Most of her mornings were filled with feelings of complete sadness. Others were even worse, as she felt completely disconnected from herself and her world.
“I would wake up with bad headaches, than there was this disconnection from the world, you just feel like you’re not there and you’re not yourself,” she says. “That was pretty scary in itself, sometimes you can deal with that pain but just not being yourself is a whole ‘nother story.”
In August of 2015, Kessel felt enough like her old self to return to campus in Minneapolis, mainly to finish her degree in sports management. But her doctors wanted her to start skating again as a way to deal with her concussion, giving Minnesota coach Brad Frost hope.
“You see her on the ice, and you think that it’d be nice,” he told reporters after the national championship win. “But I felt like it was an extreme long shot. I tried not to think about it.”
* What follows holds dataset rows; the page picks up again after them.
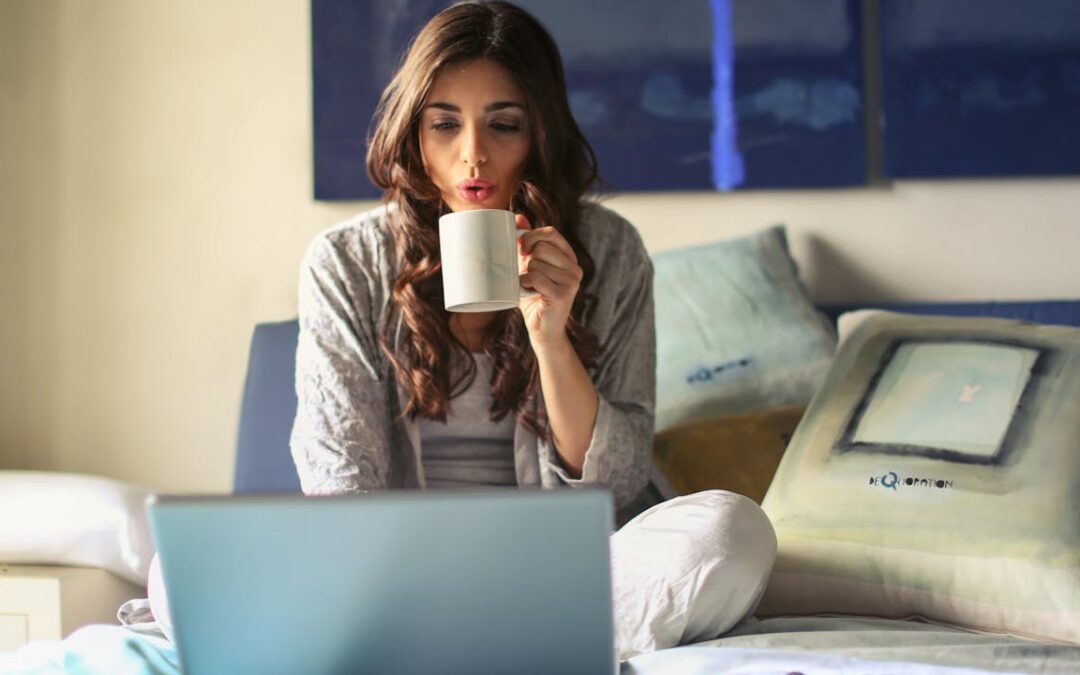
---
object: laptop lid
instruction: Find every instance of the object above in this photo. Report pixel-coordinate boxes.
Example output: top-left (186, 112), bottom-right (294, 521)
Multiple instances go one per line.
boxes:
top-left (148, 489), bottom-right (616, 675)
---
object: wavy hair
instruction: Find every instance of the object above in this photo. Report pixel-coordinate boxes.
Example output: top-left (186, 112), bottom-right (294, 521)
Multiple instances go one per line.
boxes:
top-left (367, 2), bottom-right (600, 438)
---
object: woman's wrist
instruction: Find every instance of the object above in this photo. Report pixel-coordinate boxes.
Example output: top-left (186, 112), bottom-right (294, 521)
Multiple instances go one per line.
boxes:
top-left (529, 329), bottom-right (578, 362)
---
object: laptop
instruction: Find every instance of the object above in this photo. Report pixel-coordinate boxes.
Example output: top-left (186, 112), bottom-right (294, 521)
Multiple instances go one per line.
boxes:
top-left (148, 488), bottom-right (617, 675)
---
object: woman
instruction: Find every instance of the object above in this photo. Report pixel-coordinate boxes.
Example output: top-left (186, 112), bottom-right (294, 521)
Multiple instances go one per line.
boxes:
top-left (141, 2), bottom-right (775, 658)
top-left (292, 2), bottom-right (656, 515)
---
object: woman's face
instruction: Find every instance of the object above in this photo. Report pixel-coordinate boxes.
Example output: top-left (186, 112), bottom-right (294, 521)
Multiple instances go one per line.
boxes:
top-left (420, 58), bottom-right (530, 211)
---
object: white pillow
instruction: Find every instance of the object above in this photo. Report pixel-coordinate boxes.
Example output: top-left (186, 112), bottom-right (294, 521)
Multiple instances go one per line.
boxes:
top-left (0, 471), bottom-right (153, 586)
top-left (611, 490), bottom-right (777, 660)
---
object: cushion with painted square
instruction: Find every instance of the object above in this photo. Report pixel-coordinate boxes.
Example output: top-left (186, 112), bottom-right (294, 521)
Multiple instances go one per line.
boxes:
top-left (759, 311), bottom-right (1080, 643)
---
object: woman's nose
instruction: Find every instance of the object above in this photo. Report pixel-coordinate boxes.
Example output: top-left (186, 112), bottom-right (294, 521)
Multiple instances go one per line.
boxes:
top-left (461, 126), bottom-right (487, 166)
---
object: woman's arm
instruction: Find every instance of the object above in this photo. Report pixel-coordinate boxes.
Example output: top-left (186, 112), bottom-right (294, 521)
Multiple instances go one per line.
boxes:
top-left (534, 334), bottom-right (599, 478)
top-left (522, 206), bottom-right (656, 508)
top-left (289, 223), bottom-right (392, 495)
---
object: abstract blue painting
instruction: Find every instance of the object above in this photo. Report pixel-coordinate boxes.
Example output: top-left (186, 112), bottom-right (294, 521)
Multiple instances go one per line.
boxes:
top-left (879, 0), bottom-right (1080, 177)
top-left (312, 0), bottom-right (866, 200)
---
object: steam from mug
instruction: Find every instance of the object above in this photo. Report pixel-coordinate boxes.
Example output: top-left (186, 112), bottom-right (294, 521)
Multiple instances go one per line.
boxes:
top-left (438, 208), bottom-right (536, 312)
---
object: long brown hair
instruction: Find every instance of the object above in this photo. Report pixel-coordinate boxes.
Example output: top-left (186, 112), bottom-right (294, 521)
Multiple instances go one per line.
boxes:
top-left (367, 2), bottom-right (600, 437)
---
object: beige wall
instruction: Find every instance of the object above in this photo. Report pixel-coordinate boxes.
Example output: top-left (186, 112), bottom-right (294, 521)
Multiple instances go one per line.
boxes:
top-left (0, 0), bottom-right (1080, 490)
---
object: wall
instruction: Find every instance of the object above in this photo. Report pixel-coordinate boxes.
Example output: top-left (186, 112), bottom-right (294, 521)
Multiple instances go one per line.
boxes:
top-left (0, 0), bottom-right (1080, 490)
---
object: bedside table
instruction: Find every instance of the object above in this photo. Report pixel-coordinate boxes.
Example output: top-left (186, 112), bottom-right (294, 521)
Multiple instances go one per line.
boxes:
top-left (0, 563), bottom-right (146, 651)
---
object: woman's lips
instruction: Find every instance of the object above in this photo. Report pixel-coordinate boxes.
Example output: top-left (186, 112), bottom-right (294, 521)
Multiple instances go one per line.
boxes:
top-left (458, 178), bottom-right (495, 203)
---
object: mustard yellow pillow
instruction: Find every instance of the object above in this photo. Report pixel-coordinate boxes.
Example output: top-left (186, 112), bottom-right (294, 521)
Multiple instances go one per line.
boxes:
top-left (652, 405), bottom-right (805, 503)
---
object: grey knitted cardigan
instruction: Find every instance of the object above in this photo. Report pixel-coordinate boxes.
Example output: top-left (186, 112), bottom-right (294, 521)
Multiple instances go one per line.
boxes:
top-left (291, 198), bottom-right (656, 510)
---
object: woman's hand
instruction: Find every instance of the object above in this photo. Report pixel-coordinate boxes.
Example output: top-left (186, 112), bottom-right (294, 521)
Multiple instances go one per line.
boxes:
top-left (515, 214), bottom-right (583, 348)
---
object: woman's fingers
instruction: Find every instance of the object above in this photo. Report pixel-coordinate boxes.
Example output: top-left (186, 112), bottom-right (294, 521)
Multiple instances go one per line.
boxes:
top-left (518, 226), bottom-right (578, 265)
top-left (528, 241), bottom-right (578, 270)
top-left (521, 258), bottom-right (581, 299)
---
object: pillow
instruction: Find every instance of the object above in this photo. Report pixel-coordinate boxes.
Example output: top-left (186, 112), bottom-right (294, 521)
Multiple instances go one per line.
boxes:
top-left (759, 312), bottom-right (1080, 643)
top-left (0, 471), bottom-right (153, 586)
top-left (652, 405), bottom-right (806, 503)
top-left (652, 226), bottom-right (836, 431)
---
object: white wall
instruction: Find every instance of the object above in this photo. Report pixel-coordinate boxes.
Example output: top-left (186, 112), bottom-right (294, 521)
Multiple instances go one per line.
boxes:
top-left (0, 0), bottom-right (1080, 490)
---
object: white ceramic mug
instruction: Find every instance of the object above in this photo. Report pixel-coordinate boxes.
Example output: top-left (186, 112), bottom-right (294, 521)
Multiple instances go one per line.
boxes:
top-left (438, 208), bottom-right (535, 312)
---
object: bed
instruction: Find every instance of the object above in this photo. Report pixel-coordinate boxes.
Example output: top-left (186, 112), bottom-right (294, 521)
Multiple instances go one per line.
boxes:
top-left (0, 223), bottom-right (1080, 675)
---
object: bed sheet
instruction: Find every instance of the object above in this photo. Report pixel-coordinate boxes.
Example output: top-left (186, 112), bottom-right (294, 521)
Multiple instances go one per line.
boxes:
top-left (621, 617), bottom-right (1080, 675)
top-left (0, 617), bottom-right (1080, 675)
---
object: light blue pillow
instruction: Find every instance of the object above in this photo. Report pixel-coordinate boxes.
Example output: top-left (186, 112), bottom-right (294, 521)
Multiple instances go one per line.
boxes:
top-left (652, 226), bottom-right (836, 432)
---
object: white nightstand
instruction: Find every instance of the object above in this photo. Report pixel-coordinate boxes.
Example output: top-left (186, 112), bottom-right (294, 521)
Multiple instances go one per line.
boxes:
top-left (0, 563), bottom-right (146, 651)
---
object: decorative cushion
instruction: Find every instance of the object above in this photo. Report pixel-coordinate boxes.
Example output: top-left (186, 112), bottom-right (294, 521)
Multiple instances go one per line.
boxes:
top-left (652, 405), bottom-right (806, 503)
top-left (0, 471), bottom-right (153, 585)
top-left (652, 226), bottom-right (836, 431)
top-left (759, 312), bottom-right (1080, 643)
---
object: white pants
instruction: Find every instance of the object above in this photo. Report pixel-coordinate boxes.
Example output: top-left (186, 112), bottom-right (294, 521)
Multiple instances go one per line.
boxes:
top-left (147, 490), bottom-right (777, 661)
top-left (611, 490), bottom-right (777, 661)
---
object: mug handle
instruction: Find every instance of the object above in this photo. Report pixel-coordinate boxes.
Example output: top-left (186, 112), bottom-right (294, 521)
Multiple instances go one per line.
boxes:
top-left (514, 230), bottom-right (540, 299)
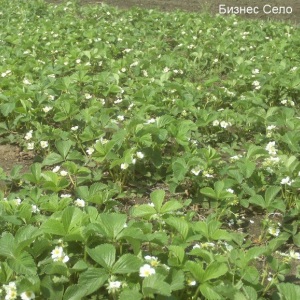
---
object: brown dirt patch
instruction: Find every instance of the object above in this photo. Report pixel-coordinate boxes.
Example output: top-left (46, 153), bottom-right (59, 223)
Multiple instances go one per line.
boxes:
top-left (0, 145), bottom-right (33, 173)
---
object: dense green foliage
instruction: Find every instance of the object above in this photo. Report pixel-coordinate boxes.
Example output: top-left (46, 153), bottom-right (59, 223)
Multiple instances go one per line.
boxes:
top-left (0, 0), bottom-right (300, 300)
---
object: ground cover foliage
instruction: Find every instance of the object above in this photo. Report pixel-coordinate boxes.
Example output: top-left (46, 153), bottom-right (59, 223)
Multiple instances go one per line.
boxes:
top-left (0, 0), bottom-right (300, 300)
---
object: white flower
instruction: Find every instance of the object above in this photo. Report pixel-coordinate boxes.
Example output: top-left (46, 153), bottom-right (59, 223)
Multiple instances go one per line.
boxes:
top-left (114, 99), bottom-right (123, 104)
top-left (252, 80), bottom-right (261, 90)
top-left (60, 170), bottom-right (68, 177)
top-left (1, 70), bottom-right (11, 77)
top-left (25, 130), bottom-right (33, 141)
top-left (136, 151), bottom-right (145, 159)
top-left (60, 194), bottom-right (71, 198)
top-left (96, 137), bottom-right (108, 145)
top-left (74, 198), bottom-right (85, 207)
top-left (145, 118), bottom-right (156, 124)
top-left (107, 281), bottom-right (122, 293)
top-left (187, 280), bottom-right (197, 286)
top-left (86, 147), bottom-right (95, 155)
top-left (20, 291), bottom-right (35, 300)
top-left (23, 78), bottom-right (31, 85)
top-left (121, 163), bottom-right (129, 170)
top-left (140, 264), bottom-right (155, 277)
top-left (290, 250), bottom-right (300, 260)
top-left (40, 141), bottom-right (49, 149)
top-left (27, 143), bottom-right (34, 150)
top-left (52, 166), bottom-right (60, 173)
top-left (51, 246), bottom-right (70, 263)
top-left (145, 255), bottom-right (159, 267)
top-left (3, 282), bottom-right (17, 300)
top-left (14, 198), bottom-right (22, 206)
top-left (220, 121), bottom-right (231, 128)
top-left (280, 176), bottom-right (294, 185)
top-left (191, 166), bottom-right (201, 176)
top-left (31, 204), bottom-right (40, 213)
top-left (265, 141), bottom-right (277, 155)
top-left (268, 226), bottom-right (280, 236)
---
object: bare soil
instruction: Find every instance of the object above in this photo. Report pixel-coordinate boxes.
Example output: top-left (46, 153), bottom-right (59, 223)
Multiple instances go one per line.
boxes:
top-left (0, 145), bottom-right (34, 173)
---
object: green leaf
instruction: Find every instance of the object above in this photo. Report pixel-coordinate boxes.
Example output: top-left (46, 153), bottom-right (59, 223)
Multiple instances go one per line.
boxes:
top-left (7, 251), bottom-right (37, 276)
top-left (0, 233), bottom-right (17, 258)
top-left (203, 261), bottom-right (228, 282)
top-left (86, 244), bottom-right (116, 271)
top-left (41, 219), bottom-right (67, 236)
top-left (95, 213), bottom-right (127, 239)
top-left (265, 186), bottom-right (281, 206)
top-left (41, 275), bottom-right (64, 300)
top-left (119, 290), bottom-right (143, 300)
top-left (142, 273), bottom-right (171, 297)
top-left (169, 245), bottom-right (185, 264)
top-left (170, 269), bottom-right (185, 291)
top-left (112, 254), bottom-right (142, 274)
top-left (160, 200), bottom-right (182, 214)
top-left (0, 101), bottom-right (16, 117)
top-left (61, 206), bottom-right (83, 234)
top-left (150, 190), bottom-right (166, 212)
top-left (55, 140), bottom-right (73, 160)
top-left (78, 268), bottom-right (109, 296)
top-left (166, 217), bottom-right (189, 240)
top-left (131, 204), bottom-right (156, 218)
top-left (43, 152), bottom-right (64, 166)
top-left (277, 283), bottom-right (300, 300)
top-left (243, 266), bottom-right (260, 284)
top-left (185, 261), bottom-right (205, 283)
top-left (200, 283), bottom-right (223, 300)
top-left (172, 158), bottom-right (188, 182)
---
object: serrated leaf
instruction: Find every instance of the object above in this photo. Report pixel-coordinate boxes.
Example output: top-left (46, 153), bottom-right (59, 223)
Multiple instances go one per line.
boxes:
top-left (277, 283), bottom-right (300, 300)
top-left (119, 290), bottom-right (143, 300)
top-left (166, 217), bottom-right (189, 239)
top-left (203, 261), bottom-right (228, 282)
top-left (78, 268), bottom-right (109, 296)
top-left (142, 273), bottom-right (171, 296)
top-left (7, 251), bottom-right (37, 276)
top-left (0, 233), bottom-right (17, 258)
top-left (41, 219), bottom-right (67, 236)
top-left (169, 245), bottom-right (185, 264)
top-left (200, 283), bottom-right (223, 300)
top-left (55, 140), bottom-right (73, 160)
top-left (96, 213), bottom-right (127, 239)
top-left (43, 152), bottom-right (64, 166)
top-left (160, 200), bottom-right (182, 214)
top-left (150, 190), bottom-right (166, 212)
top-left (265, 186), bottom-right (281, 206)
top-left (112, 254), bottom-right (142, 274)
top-left (86, 244), bottom-right (116, 271)
top-left (131, 204), bottom-right (156, 218)
top-left (170, 269), bottom-right (185, 291)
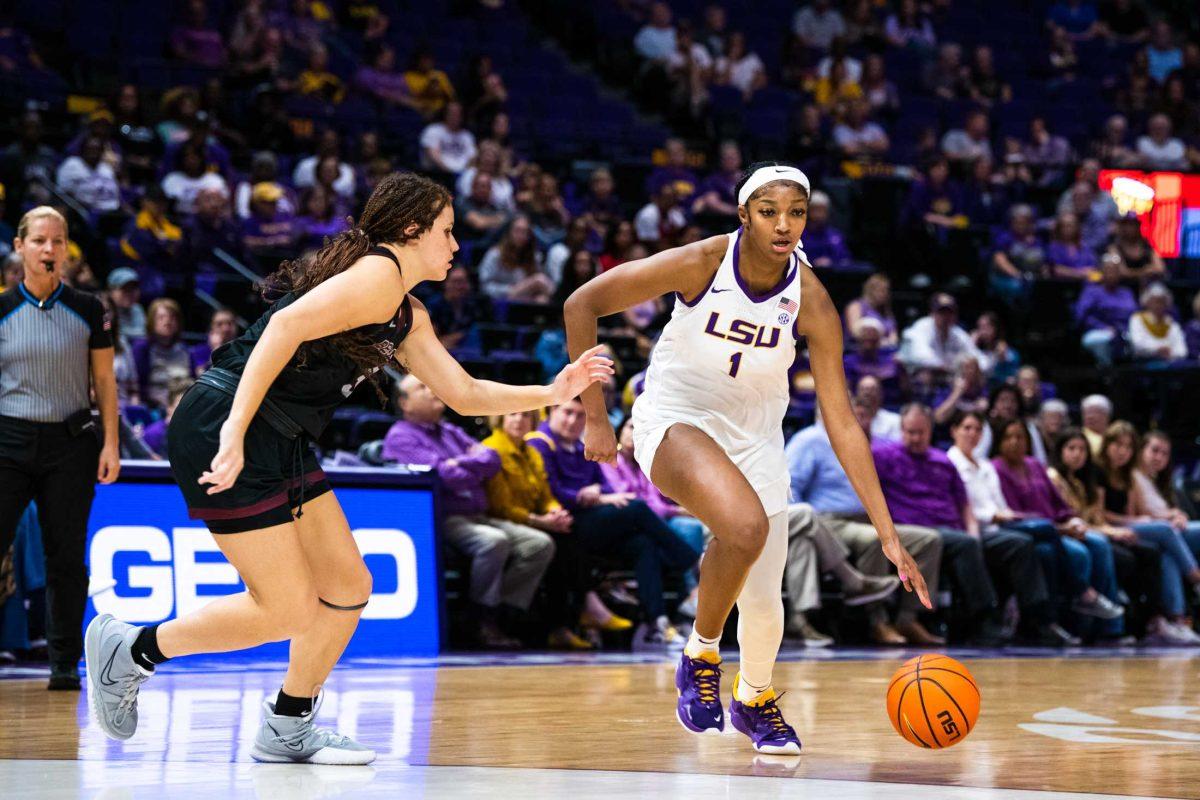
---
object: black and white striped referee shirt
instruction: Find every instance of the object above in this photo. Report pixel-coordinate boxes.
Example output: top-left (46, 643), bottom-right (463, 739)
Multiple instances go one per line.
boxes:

By December, she was practicing with the team before she made her return in a 3–0 win over North Dakota on February 5. With Minnesota among the top teams in the country, Kessel’s return put the team on another level.
“It was kind of like getting a slugger at the trade deadline,” Frost said in his post-title press conference.
Kessel, who has now been a part of three NCAA championship teams [2011-12, '12-13, '15-16], said she’s still not quite back to the level where she once was, with not being able to hit the weight room during the last two years a major factor. Over the past six weeks however, she proved she’s healthy enough to once again be one of the USA's main weapons.
“I knew it’d be tough coming back,” she says. ”I wanted to be great right away but any injury, and especially with being out as long as I was, I knew that I wasn’t going to be exact same as I was. It was going to take time to get there. I knew I only had a short amount of time so I was just putting everything I had into every game.”
The Gophers were certainly appreciative of her efforts: a hat trick in a 6–2 win over Princeton in the opening round of the NCAA tournament, followed by the game-tying tally in a 3–2 overtime victory in the semifinals over rival Wisconsin. And finally, the second and eventual game-winning score against previously undefeated Boston College in the finale.
It still hasn’t fully set in for Kessel how much she’s accomplished in the last several weeks—or years for that matter—but a well-deserved vacation in Florida with some friends should help put things back in perspective. Once she gets back to Minnesota, she says she plans on going right back to work. With her collegiate career over, she is still looking at options like the NWHL and CWHL to determine which is the best path to be as prepared as possible for the PyeongChang Winter Games.
“I’ve definitely thought about what I’m going to do next year but there’s no set plans yet,” Kessel says. “I’d like to play on a team where I have some friends that are also trying to make the Olympic team so we can train together. But I think it’s great that women’s hockey has a couple of different leagues. It’d be great if they can somehow figure out a way to combine because it’s a great opportunity.”
The NWHL, the first women’s hockey league to pay its players a salary, just finished its first season with Kessel’s Team USA teammate Hilary Knight leading the Boston Pride to the inaugural Isobel Cup. Kessel says she’s talked to several people in the league about it, but she hasn’t made her mind up, one way or the other.
Whether it's the NWHL, the CWHL or the Olympics, don’t expect Kessel to go away anytime soon. She’s healthy, back playing the game she loves and is now chasing down the Olympic dream she’s had her entire life.
Get ready for the next chapter, because Amanda Kessel’s storybook career isn’t over yet. If the last six weeks are any indication, that’s extremely exciting for hockey fans.